# Workflow for searching new recall samples

Finds a random sample of potential positive samples. Converts these to labelstudio format for later manual tagging. 

For this specific task, we create subsamples based on partofspeech tags of words preceding geographical terms.

## I. Setup

### Loading the source corpus

In [1]:
from helper_functions import load_configuration, connect_to_database

config = load_configuration('config\example_configuration.ini')
storage = connect_to_database(config)

collection = config['source_database']['collection']
collection = storage[collection]

INFO:storage.py:57: connecting to host: 'postgres.keeleressursid.ee', port: 5432, dbname: 'estonian-text-corpora', user: 'soras'
INFO:storage.py:108: schema: 'estonian_text_corpora', temporary: False, role: 'estonian_text_corpora_read'


In [2]:
collection.selected_layers = ['v171_named_entities', 'v172_geo_terms']

Read the geographical terms (extracted from the WordNet) that can be a part of a named geographical entity:

In [3]:
terms = []
with open('geo_terms.txt', 'r', encoding='UTF-8') as in_f:
    for line in in_f:
        if len(line.strip()) > 0:
            terms.append( line.strip() )
print(f'Loaded {len(terms)} terms.')

Loaded 63 terms.


### Local database for sampling

Initialize SpanSampler that uses a local sqlite database for sampling.

In [4]:
import os.path
from helper_functions import load_local_configuration

config = load_local_configuration('config/example_configuration.ini')
sampling_db = config['local_database']['sqlite_file']
print(f'local_sampling_db:  {sampling_db} (exists: {os.path.exists(sampling_db)})')

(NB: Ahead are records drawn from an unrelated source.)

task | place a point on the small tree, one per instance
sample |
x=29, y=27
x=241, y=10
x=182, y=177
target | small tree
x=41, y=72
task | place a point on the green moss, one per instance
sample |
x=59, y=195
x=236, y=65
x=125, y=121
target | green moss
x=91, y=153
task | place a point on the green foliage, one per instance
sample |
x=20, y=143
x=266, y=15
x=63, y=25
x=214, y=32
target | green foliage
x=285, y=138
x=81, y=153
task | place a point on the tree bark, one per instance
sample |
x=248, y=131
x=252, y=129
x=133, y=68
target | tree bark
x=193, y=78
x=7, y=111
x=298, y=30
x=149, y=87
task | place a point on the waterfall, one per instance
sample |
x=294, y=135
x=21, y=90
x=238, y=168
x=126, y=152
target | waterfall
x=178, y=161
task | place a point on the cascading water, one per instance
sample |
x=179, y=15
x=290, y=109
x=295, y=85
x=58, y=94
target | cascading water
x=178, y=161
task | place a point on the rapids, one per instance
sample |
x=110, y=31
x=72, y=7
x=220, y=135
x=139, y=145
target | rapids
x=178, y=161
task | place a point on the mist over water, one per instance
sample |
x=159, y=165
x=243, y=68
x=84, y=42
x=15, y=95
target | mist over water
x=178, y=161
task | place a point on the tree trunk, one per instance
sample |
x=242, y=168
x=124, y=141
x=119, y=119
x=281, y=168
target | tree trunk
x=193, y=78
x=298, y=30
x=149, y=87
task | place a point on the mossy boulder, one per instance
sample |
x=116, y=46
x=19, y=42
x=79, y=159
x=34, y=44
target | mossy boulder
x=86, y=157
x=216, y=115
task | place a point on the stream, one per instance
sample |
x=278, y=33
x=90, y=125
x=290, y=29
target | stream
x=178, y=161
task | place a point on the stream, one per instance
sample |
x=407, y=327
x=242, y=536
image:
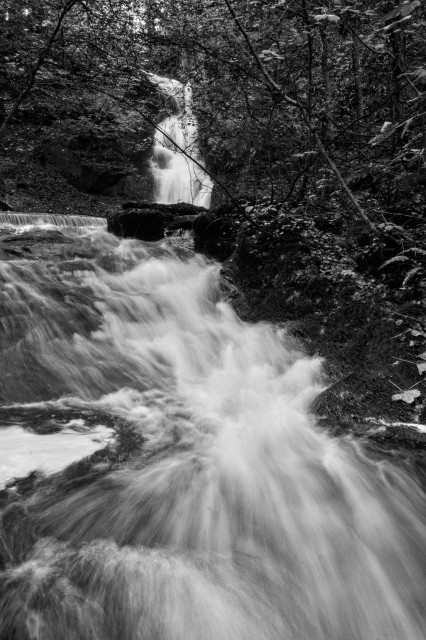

local_sampling_db:  geo_terms_pos_sample.db (exists: True)


In [5]:
from span_sampler_sqlite3 import SpanSampler

sampler = SpanSampler(collection=collection, 
                      layer='v172_geo_terms', 
                      attribute='lemma', 
                      termsfile='geo_terms.txt', 
                      db_file_name=config['local_database']['sqlite_file'], 
                      verbose=True)

Loaded 63 terms from geo_terms.txt.


Before sampling, all terms that are subject sampling need to be searched from the large source database and recorded into a  local database, so that sampling can be quick and smooth. This searching and indexing process can take several hours. 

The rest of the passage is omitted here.